As you see I now had plenty of time to do things and plenty of things to do. Hazel on the other hand had not retired, partly because she had always refused to get a job and had therefore not worked – outside the home that is – for thirty years, but mainly because the home was still there and the washing and ironing still had to be done. Now there was an added complication; me. I had left a demanding job which had occupied my mind fully and which involved plenty of travel and nights away. Now I was under Hazel’s feet unconsciously competing in the home. I have always liked cooking and often used to prepare the main meal, especially at weekends, but now I had graduated to stirring the food Hazel was cooking. Turning down the cooker when I thought it needed turning down and generally putting my wooden spoon in where it was definitely not appreciated.

Together Hazel and I had enjoyed walking in the past, but unfortunately the weather in England for the past couple of years had not been very good and Hazel always seemed to have some ache or other which prevented her walking too strenuously. Consequently we had not ventured out as much as we would have liked. We were also very keen on the theatre and were regular attendees, both in Ipswich and in Colchester. It was this love of theatre, entwined with my love of writing and my somewhat bizarre sense of humour, often described by my friends as eccentric, that gave birth to a career writing pantomime scripts for my Masonic Lodge. Each year I would provide a script and perform a role in the production. I loved being the on stage baddie. Oh yes I did, sorry.

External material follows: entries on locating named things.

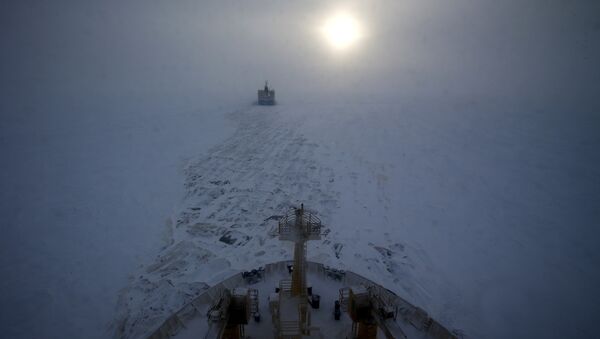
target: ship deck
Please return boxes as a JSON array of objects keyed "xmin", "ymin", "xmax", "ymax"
[{"xmin": 150, "ymin": 261, "xmax": 455, "ymax": 339}]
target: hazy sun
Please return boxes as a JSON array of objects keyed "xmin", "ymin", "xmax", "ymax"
[{"xmin": 321, "ymin": 13, "xmax": 362, "ymax": 50}]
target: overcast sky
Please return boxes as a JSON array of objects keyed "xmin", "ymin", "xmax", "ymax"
[{"xmin": 0, "ymin": 0, "xmax": 600, "ymax": 110}]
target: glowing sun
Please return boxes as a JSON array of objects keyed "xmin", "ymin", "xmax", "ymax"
[{"xmin": 321, "ymin": 13, "xmax": 362, "ymax": 50}]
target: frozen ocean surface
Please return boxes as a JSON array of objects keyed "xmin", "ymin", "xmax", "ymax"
[{"xmin": 0, "ymin": 0, "xmax": 600, "ymax": 339}]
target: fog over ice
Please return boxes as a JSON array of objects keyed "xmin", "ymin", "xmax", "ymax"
[{"xmin": 0, "ymin": 0, "xmax": 600, "ymax": 338}]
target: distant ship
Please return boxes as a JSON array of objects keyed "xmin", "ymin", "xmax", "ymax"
[
  {"xmin": 258, "ymin": 81, "xmax": 275, "ymax": 105},
  {"xmin": 150, "ymin": 205, "xmax": 457, "ymax": 339}
]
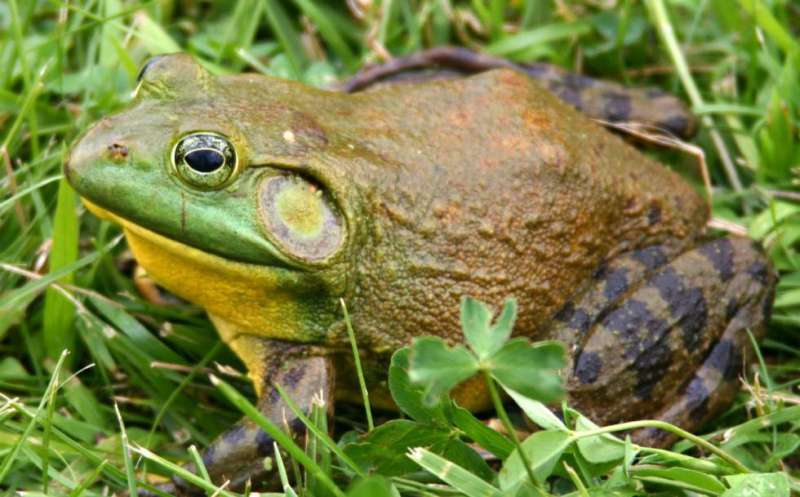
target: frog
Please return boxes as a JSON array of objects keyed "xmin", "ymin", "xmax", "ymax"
[{"xmin": 64, "ymin": 53, "xmax": 777, "ymax": 492}]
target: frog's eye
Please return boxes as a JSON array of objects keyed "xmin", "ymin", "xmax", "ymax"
[
  {"xmin": 259, "ymin": 175, "xmax": 345, "ymax": 263},
  {"xmin": 172, "ymin": 132, "xmax": 236, "ymax": 190}
]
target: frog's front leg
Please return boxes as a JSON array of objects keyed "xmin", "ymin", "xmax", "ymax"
[
  {"xmin": 556, "ymin": 237, "xmax": 776, "ymax": 446},
  {"xmin": 174, "ymin": 330, "xmax": 333, "ymax": 494}
]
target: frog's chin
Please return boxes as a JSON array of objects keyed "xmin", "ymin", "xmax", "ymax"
[{"xmin": 81, "ymin": 197, "xmax": 297, "ymax": 290}]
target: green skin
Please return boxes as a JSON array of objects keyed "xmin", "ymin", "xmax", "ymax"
[{"xmin": 65, "ymin": 51, "xmax": 775, "ymax": 492}]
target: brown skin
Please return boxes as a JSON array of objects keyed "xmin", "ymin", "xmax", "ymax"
[{"xmin": 66, "ymin": 55, "xmax": 775, "ymax": 490}]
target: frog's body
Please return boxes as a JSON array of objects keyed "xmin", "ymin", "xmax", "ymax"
[{"xmin": 66, "ymin": 55, "xmax": 774, "ymax": 488}]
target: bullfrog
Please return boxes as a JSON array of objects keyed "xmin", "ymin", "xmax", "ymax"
[{"xmin": 64, "ymin": 54, "xmax": 776, "ymax": 487}]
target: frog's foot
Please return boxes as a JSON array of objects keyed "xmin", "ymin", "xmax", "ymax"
[
  {"xmin": 557, "ymin": 237, "xmax": 776, "ymax": 446},
  {"xmin": 340, "ymin": 47, "xmax": 697, "ymax": 139},
  {"xmin": 173, "ymin": 336, "xmax": 333, "ymax": 495}
]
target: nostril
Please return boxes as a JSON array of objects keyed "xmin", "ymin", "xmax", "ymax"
[{"xmin": 107, "ymin": 143, "xmax": 128, "ymax": 161}]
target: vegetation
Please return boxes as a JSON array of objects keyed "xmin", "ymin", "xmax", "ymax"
[{"xmin": 0, "ymin": 0, "xmax": 800, "ymax": 497}]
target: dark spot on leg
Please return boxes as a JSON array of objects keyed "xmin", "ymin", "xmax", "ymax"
[
  {"xmin": 652, "ymin": 267, "xmax": 708, "ymax": 348},
  {"xmin": 553, "ymin": 302, "xmax": 575, "ymax": 323},
  {"xmin": 685, "ymin": 376, "xmax": 708, "ymax": 416},
  {"xmin": 575, "ymin": 352, "xmax": 603, "ymax": 385},
  {"xmin": 652, "ymin": 267, "xmax": 683, "ymax": 302},
  {"xmin": 633, "ymin": 341, "xmax": 672, "ymax": 400},
  {"xmin": 603, "ymin": 267, "xmax": 628, "ymax": 302},
  {"xmin": 553, "ymin": 302, "xmax": 592, "ymax": 335},
  {"xmin": 632, "ymin": 245, "xmax": 667, "ymax": 271},
  {"xmin": 281, "ymin": 366, "xmax": 305, "ymax": 388},
  {"xmin": 679, "ymin": 288, "xmax": 708, "ymax": 349},
  {"xmin": 603, "ymin": 92, "xmax": 631, "ymax": 122},
  {"xmin": 647, "ymin": 202, "xmax": 661, "ymax": 226},
  {"xmin": 706, "ymin": 340, "xmax": 741, "ymax": 380},
  {"xmin": 699, "ymin": 238, "xmax": 733, "ymax": 281},
  {"xmin": 256, "ymin": 430, "xmax": 275, "ymax": 457}
]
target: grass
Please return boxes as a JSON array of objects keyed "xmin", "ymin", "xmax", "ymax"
[{"xmin": 0, "ymin": 0, "xmax": 800, "ymax": 496}]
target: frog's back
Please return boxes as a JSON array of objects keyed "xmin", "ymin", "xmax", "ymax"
[{"xmin": 328, "ymin": 70, "xmax": 708, "ymax": 349}]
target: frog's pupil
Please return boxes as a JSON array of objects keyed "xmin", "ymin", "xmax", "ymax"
[{"xmin": 183, "ymin": 149, "xmax": 225, "ymax": 173}]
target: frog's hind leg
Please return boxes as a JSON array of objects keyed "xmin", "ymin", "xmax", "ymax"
[
  {"xmin": 555, "ymin": 237, "xmax": 775, "ymax": 446},
  {"xmin": 633, "ymin": 239, "xmax": 777, "ymax": 447}
]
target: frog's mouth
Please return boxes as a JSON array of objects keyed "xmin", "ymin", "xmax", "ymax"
[{"xmin": 81, "ymin": 197, "xmax": 299, "ymax": 286}]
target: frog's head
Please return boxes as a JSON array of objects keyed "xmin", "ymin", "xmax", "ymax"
[{"xmin": 65, "ymin": 54, "xmax": 353, "ymax": 339}]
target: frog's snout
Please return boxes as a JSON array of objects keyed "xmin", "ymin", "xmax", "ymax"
[{"xmin": 64, "ymin": 119, "xmax": 131, "ymax": 188}]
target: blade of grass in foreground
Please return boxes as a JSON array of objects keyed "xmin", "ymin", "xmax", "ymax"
[
  {"xmin": 0, "ymin": 350, "xmax": 69, "ymax": 484},
  {"xmin": 42, "ymin": 178, "xmax": 78, "ymax": 362}
]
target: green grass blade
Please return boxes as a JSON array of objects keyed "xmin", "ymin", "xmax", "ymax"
[{"xmin": 42, "ymin": 178, "xmax": 78, "ymax": 362}]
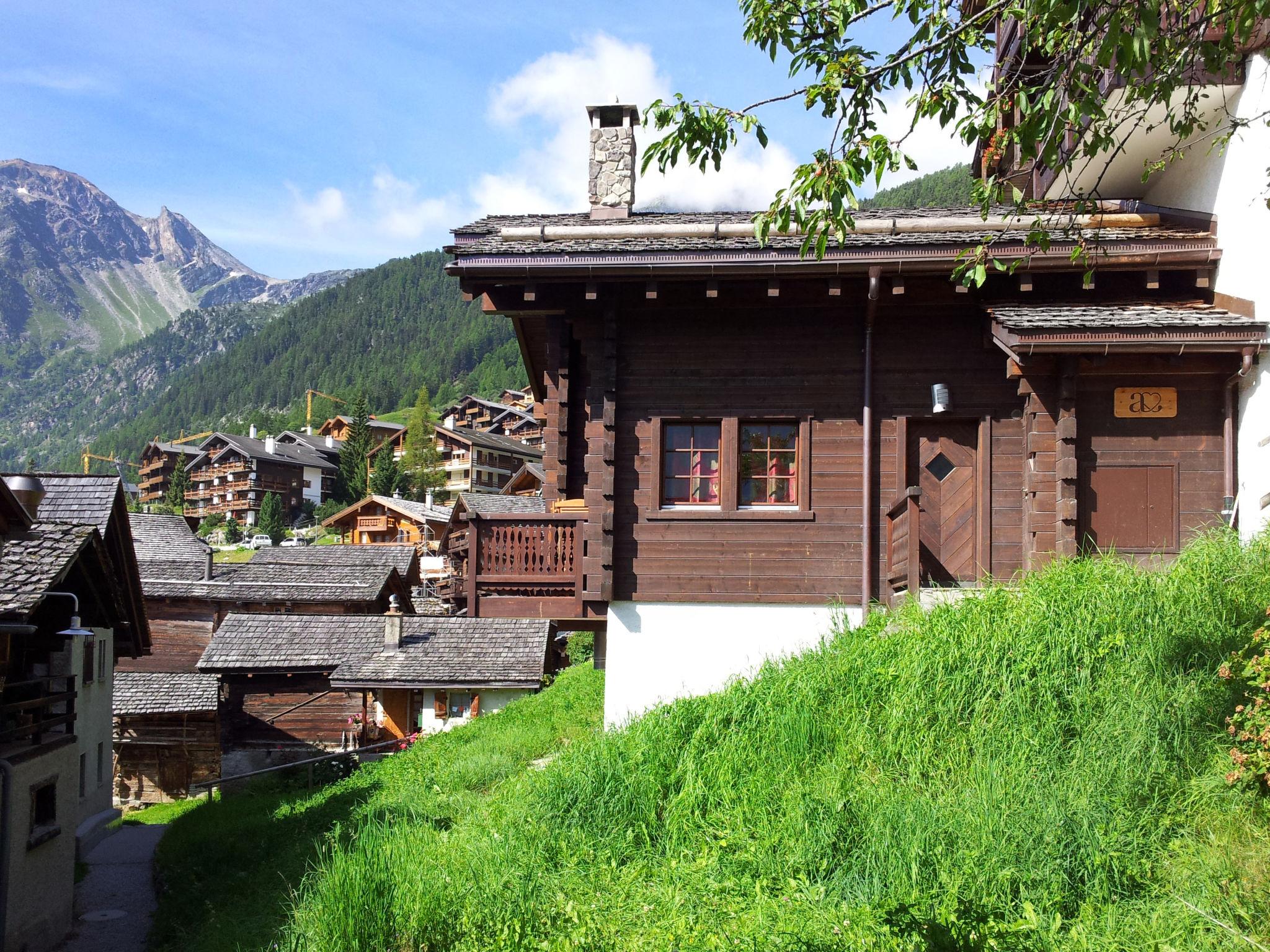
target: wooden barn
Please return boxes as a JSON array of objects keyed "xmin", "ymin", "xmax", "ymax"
[
  {"xmin": 450, "ymin": 105, "xmax": 1266, "ymax": 723},
  {"xmin": 114, "ymin": 671, "xmax": 221, "ymax": 804}
]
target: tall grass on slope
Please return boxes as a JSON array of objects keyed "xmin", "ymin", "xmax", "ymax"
[{"xmin": 283, "ymin": 533, "xmax": 1270, "ymax": 952}]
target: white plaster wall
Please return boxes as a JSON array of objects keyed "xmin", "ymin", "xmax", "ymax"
[
  {"xmin": 599, "ymin": 602, "xmax": 861, "ymax": 728},
  {"xmin": 301, "ymin": 466, "xmax": 321, "ymax": 505},
  {"xmin": 0, "ymin": 744, "xmax": 79, "ymax": 952},
  {"xmin": 1144, "ymin": 53, "xmax": 1270, "ymax": 538}
]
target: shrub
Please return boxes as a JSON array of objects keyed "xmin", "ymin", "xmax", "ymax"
[{"xmin": 1218, "ymin": 612, "xmax": 1270, "ymax": 791}]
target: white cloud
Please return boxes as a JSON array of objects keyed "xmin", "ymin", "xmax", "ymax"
[{"xmin": 287, "ymin": 183, "xmax": 348, "ymax": 231}]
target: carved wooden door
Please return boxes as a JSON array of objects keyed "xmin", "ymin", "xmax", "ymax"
[{"xmin": 908, "ymin": 420, "xmax": 979, "ymax": 585}]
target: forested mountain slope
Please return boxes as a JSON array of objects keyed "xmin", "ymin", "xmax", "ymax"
[{"xmin": 0, "ymin": 252, "xmax": 526, "ymax": 467}]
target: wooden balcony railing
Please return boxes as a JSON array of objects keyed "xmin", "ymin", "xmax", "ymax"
[
  {"xmin": 447, "ymin": 513, "xmax": 585, "ymax": 618},
  {"xmin": 887, "ymin": 486, "xmax": 922, "ymax": 602},
  {"xmin": 0, "ymin": 677, "xmax": 75, "ymax": 749}
]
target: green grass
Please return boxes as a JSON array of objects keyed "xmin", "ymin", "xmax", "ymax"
[
  {"xmin": 150, "ymin": 666, "xmax": 603, "ymax": 952},
  {"xmin": 159, "ymin": 533, "xmax": 1270, "ymax": 952},
  {"xmin": 212, "ymin": 549, "xmax": 255, "ymax": 565}
]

Hazel, on the other hand, had no hobbies or interests save cleaning and television, with a smattering of gardening thrown in. Basically she was one bored housewife.

With this plethora of hobbies and pastimes to bolster me, it may seem surprising but I felt as if I was in a rut. Albeit, as Mrs Bucket would say, my very own comfortable – three bedroom bungalow in a quarter of an acre in the Suffolk countryside – rut. Now I actually believe that there is nothing ostensibly wrong with being in a rut, especially if you feel content and fulfilled in that rut. Why should other people, who cannot feel the comfort or contentment of your personal rut, tell you that you should not be rutted. The marriage of thirty-one years was still intact although cracks had started to appear some years before only to be thinly papered over. Behind that thin veil the cracks lurked, slowly widening and sometimes they tore through the curtain but it was, never the less, just about hanging together.

* * *

Our relationship hadn’t got off to the best of starts. About a month after we met we were sitting outside her parents home in my Ford Anglia after a night out. The radio was gently playing the latest hits from Radio Caroline and Englebert Humperdinck began to croon ‘Please release me.’

I wish you would” whispered Hazel.

Wish I would what?”

Release me.”

Do you really want to part then,” I asked, “I don’t because we don’t really know each other yet; but if that’s what you want.” My question hung in the air for an eternity.

I suppose not.” She sighed. A quick peck and she threw the door open and was gone, not even a wave or a backward glance as she closed her parents front door.